I'd suggest taking issue with things that specifically bug you the most. Even after that, the Church discourages youth from entering serious relationships before they are considering marriage. There are some gems like admission to peep stone in a hat translation to the book of Mormon and angels with swords commanding polygamy, but if someone believes Joseph Smith really did stuff his face into a hat and translate scriptures about ancient jews coming to America, it means they are insane, and you can't reason with an insane person. I think it was Spencer Kimball who counselled that before marriage you should keep your eyes wide open and then after marriage keep your eyes half shut. It will definitely take patience to work through any of this with her but it sounds like she's a pretty awesome person. I am really in love with him. In fact, the church is designed to help people come unto Christ, who is the only one who can change our hearts and help us overcome ourselves to come back to him. The fact that she's planning to go on a mission should help. Why am I still with him. It is crucial to recognize that Mormonism has elements of belief, practice, and custom that work to make interfaith marriages especially difficult and inconvenient for both spouses.

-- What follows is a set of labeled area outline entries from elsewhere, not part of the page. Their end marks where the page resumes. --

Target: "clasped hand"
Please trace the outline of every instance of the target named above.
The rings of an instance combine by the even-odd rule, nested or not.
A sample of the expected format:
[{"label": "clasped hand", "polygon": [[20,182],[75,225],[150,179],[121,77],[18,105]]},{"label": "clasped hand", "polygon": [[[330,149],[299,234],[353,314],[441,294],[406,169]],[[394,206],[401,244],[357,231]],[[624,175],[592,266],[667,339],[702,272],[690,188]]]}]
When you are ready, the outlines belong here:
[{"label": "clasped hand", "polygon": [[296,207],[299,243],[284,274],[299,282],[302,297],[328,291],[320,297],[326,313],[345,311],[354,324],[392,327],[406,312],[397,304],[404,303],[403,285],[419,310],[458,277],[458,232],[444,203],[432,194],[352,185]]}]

Seems he's always on call or on a totally different schedule than I. I have way more free time than he does. We keep getting more and more wedding invitations to our apt and with each one I feel like my dreams float farther and farther away. I made the decision not to have those things when I married a non-member. Post was not sent - check your email addresses. I can completely relate to all the other doctor' s wives feelings and life experiences. I think a lot of people just yell run whenever this topic comes up and like you I think that's unfair. I'm on mobile and it isn't letting me post the URL. It did not go well. If you shift his way, be prepared for the social costs of inactivityвplus, if you really believe the doctrine, a crisis of faith.
I am the wife of a general surgeon in his mid 50s. I really like this girl but, is Mormonism so toxic that I should just sever the relationship before it gets serious. Wonderful memories made for both of us. There will, in fact, still be churches besides our own. Thank you for pointing this out. The rest of it is all just the normal course of events for someone in this situation, but this isn't a good sign: If he were thinking about you, he'd contact you when he does have the rare free minute or two. We are indeed in two different places. If this is the case, she definitely can be reprogrammed and awakened. In my experience discussing my fears with my husband has at times lead to arguing esp. If I were you, I would just nope out of it and move on.
Not being an RM, they weren't really interested in me. These same principles have helped build strong, successful religious communities for thousands of years. I grew up believing that when, where, and by what authority I was married were equally important to whom I married.